発刊にあたって

 光触媒の最初の本格的応用商品は1990年代半ばに発売された抗菌タイルといってよいであろう。その後、現在に至る10年ほどの間に、セルフクリーニング機能をもつ外装建材や空気浄化機能内装建材、あるいはコーティング剤、防曇ミラー、空気清浄機など実に様々な製品が発売されている。また、水浄化や土壌浄化、大気浄化、さらには省エネなど環境保全・改善技術としての応用研究もかなり実用化に近いレベルにまで達しており、実規模でのプラント試験が進められている。
 一方、光触媒によるエネルギー変換、すなわち水の完全分解反応の研究も大変活発になり、紫外光を使えば10年前には全く考えられなかった高い効率で水からの水素、酸素の同時発生が可能となり、また、効率はまだまだ低いものの可視光においても水分解に成功したとの報告がなされるようになってきた。
 以上のように光触媒の研究は、環境・エネルギーという今後人類が本格的に直面することになる深刻な課題において、20世紀と21世紀をまたぐこの10年の間に大きな発展を遂げつつある。しかもよく言われているように、光触媒は基礎研究、応用研究、商品開発のいずれの段階においても日本がリードしてきた、まさにオリジナル技術として日本が世界に誇れる分野である。

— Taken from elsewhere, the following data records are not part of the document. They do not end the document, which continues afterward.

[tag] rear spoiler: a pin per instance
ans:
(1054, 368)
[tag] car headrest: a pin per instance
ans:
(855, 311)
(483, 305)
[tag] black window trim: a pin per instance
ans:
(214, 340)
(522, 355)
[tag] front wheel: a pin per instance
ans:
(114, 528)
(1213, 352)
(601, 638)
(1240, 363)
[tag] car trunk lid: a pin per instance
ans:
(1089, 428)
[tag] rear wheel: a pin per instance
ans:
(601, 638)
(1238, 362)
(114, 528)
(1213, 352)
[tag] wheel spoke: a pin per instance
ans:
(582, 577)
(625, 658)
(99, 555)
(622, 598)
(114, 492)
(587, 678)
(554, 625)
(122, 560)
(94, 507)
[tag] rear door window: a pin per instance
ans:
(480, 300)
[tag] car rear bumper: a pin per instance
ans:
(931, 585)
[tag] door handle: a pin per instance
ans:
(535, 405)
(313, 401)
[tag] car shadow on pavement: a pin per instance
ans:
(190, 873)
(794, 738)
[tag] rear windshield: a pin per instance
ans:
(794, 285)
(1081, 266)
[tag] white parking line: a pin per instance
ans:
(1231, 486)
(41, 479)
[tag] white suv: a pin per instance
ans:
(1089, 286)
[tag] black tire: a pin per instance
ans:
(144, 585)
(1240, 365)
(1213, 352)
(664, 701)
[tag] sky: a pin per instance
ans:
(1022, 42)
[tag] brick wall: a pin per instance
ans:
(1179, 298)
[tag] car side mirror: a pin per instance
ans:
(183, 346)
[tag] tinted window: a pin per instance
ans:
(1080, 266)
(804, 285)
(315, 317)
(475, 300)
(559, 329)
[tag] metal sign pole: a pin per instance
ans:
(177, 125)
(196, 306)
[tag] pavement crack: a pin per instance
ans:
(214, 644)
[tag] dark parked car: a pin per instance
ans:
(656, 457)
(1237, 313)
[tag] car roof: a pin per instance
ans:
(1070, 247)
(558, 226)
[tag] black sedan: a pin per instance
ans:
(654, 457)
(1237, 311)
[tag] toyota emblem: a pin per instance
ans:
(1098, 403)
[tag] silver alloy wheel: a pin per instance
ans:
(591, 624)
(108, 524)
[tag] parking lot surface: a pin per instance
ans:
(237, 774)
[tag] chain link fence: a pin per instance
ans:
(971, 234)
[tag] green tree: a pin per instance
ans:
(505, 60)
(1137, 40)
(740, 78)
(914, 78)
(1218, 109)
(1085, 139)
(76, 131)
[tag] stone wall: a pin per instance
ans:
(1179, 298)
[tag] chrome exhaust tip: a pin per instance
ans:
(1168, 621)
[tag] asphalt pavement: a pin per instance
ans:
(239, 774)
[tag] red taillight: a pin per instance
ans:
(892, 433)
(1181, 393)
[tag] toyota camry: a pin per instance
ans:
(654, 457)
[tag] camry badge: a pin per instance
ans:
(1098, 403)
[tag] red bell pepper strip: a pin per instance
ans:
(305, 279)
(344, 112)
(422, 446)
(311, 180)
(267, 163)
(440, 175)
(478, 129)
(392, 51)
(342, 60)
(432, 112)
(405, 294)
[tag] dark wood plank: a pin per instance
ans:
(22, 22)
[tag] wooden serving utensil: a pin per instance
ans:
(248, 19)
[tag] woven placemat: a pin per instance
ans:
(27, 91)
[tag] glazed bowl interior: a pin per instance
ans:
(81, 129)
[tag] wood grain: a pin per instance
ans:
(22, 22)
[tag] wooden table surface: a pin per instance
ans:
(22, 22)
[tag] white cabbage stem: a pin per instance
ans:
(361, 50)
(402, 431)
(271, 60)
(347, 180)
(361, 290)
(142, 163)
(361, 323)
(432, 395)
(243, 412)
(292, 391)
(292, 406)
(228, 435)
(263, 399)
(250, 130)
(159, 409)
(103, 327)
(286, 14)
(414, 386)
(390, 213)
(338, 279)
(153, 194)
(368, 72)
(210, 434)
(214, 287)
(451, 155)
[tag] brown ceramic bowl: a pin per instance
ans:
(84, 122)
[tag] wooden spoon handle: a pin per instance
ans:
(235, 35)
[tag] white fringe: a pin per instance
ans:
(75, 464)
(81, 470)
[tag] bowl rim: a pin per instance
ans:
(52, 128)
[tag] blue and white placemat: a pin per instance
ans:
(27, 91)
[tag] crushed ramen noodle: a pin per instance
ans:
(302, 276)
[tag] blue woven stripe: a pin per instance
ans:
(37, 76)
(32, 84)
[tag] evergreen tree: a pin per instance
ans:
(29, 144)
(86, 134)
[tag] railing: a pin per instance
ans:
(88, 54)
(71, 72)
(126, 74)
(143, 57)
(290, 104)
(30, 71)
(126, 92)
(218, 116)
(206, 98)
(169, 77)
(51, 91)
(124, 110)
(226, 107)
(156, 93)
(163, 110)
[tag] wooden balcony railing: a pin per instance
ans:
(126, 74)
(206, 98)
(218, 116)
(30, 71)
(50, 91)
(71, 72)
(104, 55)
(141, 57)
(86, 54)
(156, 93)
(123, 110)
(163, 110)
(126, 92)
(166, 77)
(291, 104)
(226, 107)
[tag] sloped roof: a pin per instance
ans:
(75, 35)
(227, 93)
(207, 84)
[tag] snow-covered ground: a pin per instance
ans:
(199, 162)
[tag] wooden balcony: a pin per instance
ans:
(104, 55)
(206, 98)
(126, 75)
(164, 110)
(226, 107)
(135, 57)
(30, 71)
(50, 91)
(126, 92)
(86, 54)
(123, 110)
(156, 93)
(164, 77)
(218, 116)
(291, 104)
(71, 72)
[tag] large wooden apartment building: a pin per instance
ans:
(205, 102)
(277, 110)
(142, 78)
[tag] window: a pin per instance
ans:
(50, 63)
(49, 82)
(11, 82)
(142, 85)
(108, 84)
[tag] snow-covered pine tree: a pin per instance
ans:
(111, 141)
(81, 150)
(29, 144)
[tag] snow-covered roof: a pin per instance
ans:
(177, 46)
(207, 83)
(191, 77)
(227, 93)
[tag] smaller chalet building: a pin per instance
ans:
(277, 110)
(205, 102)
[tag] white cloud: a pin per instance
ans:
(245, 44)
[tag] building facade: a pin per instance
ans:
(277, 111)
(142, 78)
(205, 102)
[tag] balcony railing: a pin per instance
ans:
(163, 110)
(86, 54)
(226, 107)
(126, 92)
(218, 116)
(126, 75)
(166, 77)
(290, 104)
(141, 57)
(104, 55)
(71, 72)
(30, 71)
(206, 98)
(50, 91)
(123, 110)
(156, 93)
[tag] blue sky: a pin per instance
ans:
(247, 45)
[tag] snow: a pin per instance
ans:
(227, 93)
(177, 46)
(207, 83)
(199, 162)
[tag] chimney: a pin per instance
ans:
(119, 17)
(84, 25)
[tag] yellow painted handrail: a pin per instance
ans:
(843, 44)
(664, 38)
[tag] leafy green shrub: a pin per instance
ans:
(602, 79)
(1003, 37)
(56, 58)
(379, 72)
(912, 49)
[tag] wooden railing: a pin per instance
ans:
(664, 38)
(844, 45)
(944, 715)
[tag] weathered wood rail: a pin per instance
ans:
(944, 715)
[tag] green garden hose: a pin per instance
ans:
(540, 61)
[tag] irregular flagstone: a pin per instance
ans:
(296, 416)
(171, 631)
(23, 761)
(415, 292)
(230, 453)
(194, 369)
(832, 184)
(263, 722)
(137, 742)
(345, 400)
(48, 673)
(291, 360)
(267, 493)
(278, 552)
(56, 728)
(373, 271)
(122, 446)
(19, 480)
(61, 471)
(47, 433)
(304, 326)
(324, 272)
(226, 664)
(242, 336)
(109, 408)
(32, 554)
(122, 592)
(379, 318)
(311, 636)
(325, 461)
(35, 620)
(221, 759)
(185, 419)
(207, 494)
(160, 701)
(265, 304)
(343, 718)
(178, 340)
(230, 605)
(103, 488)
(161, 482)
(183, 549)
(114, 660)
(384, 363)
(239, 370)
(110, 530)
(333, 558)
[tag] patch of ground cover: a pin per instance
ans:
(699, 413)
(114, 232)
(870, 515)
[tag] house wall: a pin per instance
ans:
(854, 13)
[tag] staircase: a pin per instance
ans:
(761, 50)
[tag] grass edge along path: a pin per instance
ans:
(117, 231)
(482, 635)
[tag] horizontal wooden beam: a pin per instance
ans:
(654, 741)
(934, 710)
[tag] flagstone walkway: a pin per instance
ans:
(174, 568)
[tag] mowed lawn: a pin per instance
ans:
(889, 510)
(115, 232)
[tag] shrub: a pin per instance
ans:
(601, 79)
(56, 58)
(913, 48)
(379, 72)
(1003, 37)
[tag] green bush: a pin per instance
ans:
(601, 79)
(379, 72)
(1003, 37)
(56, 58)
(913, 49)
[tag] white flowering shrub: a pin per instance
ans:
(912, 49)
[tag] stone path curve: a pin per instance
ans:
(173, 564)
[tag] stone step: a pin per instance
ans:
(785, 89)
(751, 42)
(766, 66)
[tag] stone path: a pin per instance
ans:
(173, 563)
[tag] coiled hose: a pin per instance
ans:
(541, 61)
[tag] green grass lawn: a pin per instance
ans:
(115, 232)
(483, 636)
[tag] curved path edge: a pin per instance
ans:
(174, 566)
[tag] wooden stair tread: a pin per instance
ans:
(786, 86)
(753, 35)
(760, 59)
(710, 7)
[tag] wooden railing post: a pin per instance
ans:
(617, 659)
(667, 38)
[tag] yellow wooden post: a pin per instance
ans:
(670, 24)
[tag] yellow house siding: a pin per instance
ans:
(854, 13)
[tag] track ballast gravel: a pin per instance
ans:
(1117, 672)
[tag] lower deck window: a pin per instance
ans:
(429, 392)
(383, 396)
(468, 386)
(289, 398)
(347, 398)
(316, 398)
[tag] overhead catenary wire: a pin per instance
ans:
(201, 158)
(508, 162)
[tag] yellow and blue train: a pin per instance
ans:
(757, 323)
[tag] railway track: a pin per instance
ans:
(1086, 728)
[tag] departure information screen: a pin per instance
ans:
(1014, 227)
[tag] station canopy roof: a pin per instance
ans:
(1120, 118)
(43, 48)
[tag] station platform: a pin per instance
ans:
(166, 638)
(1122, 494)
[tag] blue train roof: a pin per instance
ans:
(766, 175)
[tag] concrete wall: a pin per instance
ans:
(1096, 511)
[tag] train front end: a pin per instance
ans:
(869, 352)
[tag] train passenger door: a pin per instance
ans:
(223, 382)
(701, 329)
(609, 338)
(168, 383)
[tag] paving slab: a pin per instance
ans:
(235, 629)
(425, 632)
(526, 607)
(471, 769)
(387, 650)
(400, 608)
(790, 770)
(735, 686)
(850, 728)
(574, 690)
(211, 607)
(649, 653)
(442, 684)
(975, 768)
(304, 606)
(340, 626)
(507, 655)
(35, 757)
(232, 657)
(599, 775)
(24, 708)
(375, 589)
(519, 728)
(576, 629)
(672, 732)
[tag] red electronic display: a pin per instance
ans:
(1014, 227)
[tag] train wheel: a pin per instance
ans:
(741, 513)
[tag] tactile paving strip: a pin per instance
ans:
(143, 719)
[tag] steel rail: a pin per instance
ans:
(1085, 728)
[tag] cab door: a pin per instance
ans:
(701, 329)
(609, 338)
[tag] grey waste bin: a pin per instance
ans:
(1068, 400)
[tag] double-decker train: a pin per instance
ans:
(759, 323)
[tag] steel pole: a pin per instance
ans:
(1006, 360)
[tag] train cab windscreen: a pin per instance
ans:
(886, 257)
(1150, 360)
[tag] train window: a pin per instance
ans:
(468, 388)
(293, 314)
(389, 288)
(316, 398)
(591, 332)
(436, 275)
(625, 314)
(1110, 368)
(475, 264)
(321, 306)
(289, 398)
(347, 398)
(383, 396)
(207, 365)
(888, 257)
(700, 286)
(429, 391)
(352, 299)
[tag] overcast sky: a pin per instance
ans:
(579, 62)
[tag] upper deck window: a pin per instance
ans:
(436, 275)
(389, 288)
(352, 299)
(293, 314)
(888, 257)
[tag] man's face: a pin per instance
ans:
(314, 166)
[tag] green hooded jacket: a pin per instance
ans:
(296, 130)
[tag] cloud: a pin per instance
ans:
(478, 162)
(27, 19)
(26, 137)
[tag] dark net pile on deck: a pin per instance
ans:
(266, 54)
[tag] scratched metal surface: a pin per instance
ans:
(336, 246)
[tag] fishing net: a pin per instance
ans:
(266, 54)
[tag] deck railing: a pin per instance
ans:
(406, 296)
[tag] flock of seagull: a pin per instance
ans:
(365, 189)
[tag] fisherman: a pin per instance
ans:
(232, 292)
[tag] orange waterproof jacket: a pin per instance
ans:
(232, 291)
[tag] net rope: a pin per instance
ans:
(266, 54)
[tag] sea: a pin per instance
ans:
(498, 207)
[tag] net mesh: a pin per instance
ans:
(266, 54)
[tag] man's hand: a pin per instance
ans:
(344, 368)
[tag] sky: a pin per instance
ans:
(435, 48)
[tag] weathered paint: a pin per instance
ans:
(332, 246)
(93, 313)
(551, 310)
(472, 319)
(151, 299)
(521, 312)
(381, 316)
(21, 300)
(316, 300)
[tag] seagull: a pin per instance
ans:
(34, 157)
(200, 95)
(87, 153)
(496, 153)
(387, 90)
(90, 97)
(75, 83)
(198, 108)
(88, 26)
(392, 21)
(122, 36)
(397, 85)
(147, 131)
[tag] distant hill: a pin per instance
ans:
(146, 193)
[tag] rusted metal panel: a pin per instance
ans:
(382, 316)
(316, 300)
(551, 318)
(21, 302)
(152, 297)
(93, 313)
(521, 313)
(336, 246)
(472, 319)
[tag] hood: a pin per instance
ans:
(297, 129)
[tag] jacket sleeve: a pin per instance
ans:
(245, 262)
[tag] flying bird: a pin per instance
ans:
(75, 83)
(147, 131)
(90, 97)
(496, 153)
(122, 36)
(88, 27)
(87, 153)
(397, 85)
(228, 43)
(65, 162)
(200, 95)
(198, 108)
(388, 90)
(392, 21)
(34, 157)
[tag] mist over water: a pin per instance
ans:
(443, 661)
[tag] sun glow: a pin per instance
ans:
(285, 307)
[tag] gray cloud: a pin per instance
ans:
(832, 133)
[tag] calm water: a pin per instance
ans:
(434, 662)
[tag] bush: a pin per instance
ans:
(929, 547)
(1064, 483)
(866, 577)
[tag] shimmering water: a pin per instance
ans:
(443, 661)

 光触媒の本格的な市場展開が進み、さらに欧米諸国やアジア各国が必死に追い上げをみせようとしている今、光触媒の基礎・応用知識、さらに製品に関するあらゆる情報を集大成した書を作ることは、まさに今後もこの分野における世界のリーダーとして日本が進んでいくために必要な作業と思い、本書を企画した。現段階における最新、最良の知識と情報を盛り込むため、研究開発、商品開発の最前線にいる研究者、技術者の諸氏に無理をお願いして原稿執筆を依頼したところ、ほとんどの方に快くお引き受けいただけたことは望外の喜びである。
 最後に、本書が日の目を見ることができたのは、編集を手伝ってくれた入江寛博士(東京大学大学院工学系研究科)、砂田香矢乃博士(東京大学先端科学技術研究センター)、および厳しい原稿の催促をしてくれた潟Gヌ・ティー・エスの臼井唯伸氏のおかげである。ここに深く謝意を表する。